You can learn a lot about the previous Provincial government’s Massey Bridge process by looking at how other observers view it. This article from the Windsor Star compares the Gordie Howe International Bridge project connecting the Windsor and Detroit regions to the halted George Massey bridge project in Metro Vancouver.  That six lane international bridge is estimated to cost two billion dollars and is a public-private partnership, with a suggested opening for 2022.

A community advisory group member of the Gordie Howe Bridge project noted  that the “scuttling” of that bridge could occur without sound financial backing, drawing a comparison to the George Massey bridge which ” was scrapped on the eve of construction despite years of planning, plus $66 million spent on site clearing and other preparatory work.”  

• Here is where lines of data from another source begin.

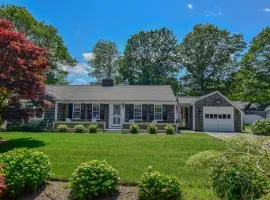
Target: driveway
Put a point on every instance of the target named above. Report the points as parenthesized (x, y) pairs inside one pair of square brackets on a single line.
[(223, 135)]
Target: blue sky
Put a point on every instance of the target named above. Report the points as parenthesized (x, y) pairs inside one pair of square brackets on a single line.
[(82, 22)]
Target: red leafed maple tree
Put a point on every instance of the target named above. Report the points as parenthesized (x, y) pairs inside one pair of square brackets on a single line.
[(21, 67)]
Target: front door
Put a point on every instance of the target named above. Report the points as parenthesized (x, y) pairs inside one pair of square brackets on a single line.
[(116, 115)]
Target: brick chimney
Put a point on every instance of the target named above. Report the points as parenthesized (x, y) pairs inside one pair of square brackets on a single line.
[(107, 82)]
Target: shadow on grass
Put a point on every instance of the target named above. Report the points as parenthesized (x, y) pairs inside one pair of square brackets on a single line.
[(20, 143)]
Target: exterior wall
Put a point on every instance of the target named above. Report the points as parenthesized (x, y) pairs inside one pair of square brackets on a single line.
[(268, 114), (148, 113), (49, 113), (214, 100)]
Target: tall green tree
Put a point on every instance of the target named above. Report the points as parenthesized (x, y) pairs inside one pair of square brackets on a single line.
[(252, 82), (210, 56), (42, 35), (105, 61), (150, 58)]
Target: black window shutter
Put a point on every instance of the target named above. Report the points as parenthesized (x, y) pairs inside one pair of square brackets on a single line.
[(70, 110), (164, 108)]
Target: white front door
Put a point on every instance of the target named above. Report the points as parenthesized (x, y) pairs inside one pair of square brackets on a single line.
[(218, 119), (116, 116)]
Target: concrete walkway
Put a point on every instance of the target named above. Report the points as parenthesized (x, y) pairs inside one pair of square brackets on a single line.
[(223, 135)]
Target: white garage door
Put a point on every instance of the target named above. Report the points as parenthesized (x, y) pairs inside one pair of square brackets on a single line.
[(218, 119)]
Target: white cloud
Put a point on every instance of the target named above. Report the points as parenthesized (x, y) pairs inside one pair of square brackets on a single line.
[(211, 13), (190, 6), (88, 56), (79, 81), (79, 69)]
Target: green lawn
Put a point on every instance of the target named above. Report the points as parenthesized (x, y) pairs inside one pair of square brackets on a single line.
[(130, 154)]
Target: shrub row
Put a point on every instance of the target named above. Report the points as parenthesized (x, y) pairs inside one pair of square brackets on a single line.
[(152, 129), (78, 128), (26, 170)]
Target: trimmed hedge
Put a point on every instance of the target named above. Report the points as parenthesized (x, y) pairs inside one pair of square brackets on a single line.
[(261, 127), (24, 169), (92, 179)]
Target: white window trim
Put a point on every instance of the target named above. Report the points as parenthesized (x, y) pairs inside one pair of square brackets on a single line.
[(160, 112), (140, 112), (96, 111), (73, 110), (35, 117)]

While the Windsor article describes the  Massey Bridge ten lane crossing as being built to ease metro Vancouver commuter traffic, it also describes the intent as replacing “a crumbling, four-lane tunnel feared to be at risk of collapse in the event of an earthquake”,   that had a poor planning process and a lack of support from impacted communities. The article also states that local mayors were critical of the Massey Bridge which would increase congestion by throttling traffic into a four lane road.

Local Member of Parliament Peter Julian (NDP — New Westminster-Burnaby), weighs in calling the Massey Bridge plan “as “back of the napkin” thinking despite the large amount of money spent and preparation work completed.“Maybe it was a large, expensive napkin, but you had 10 lanes going into four lanes,” Julian said Friday. “There was no out (for traffic). It was absurd. It wasn’t well thought out and you had municipalities rejecting the idea.”

Ontario Member of Parliament Brian Masse (NDP — Windsor-West) for the Windsor and Detroit bridge said the two bridge projects appear eerily similar “on the surface,” but in reality are not. “One is an international bridge, the other was a provincial initiative that posed problems for a lot of municipalities which opposed the idea to begin with,” he said. “There seemed to be a lack of consultation, while we had full community consultation as part of a long public process.”

The Massey Tunnel/Bridge Crossing will be re-examined by the Provincial Government, with an expected study completed by late 2018.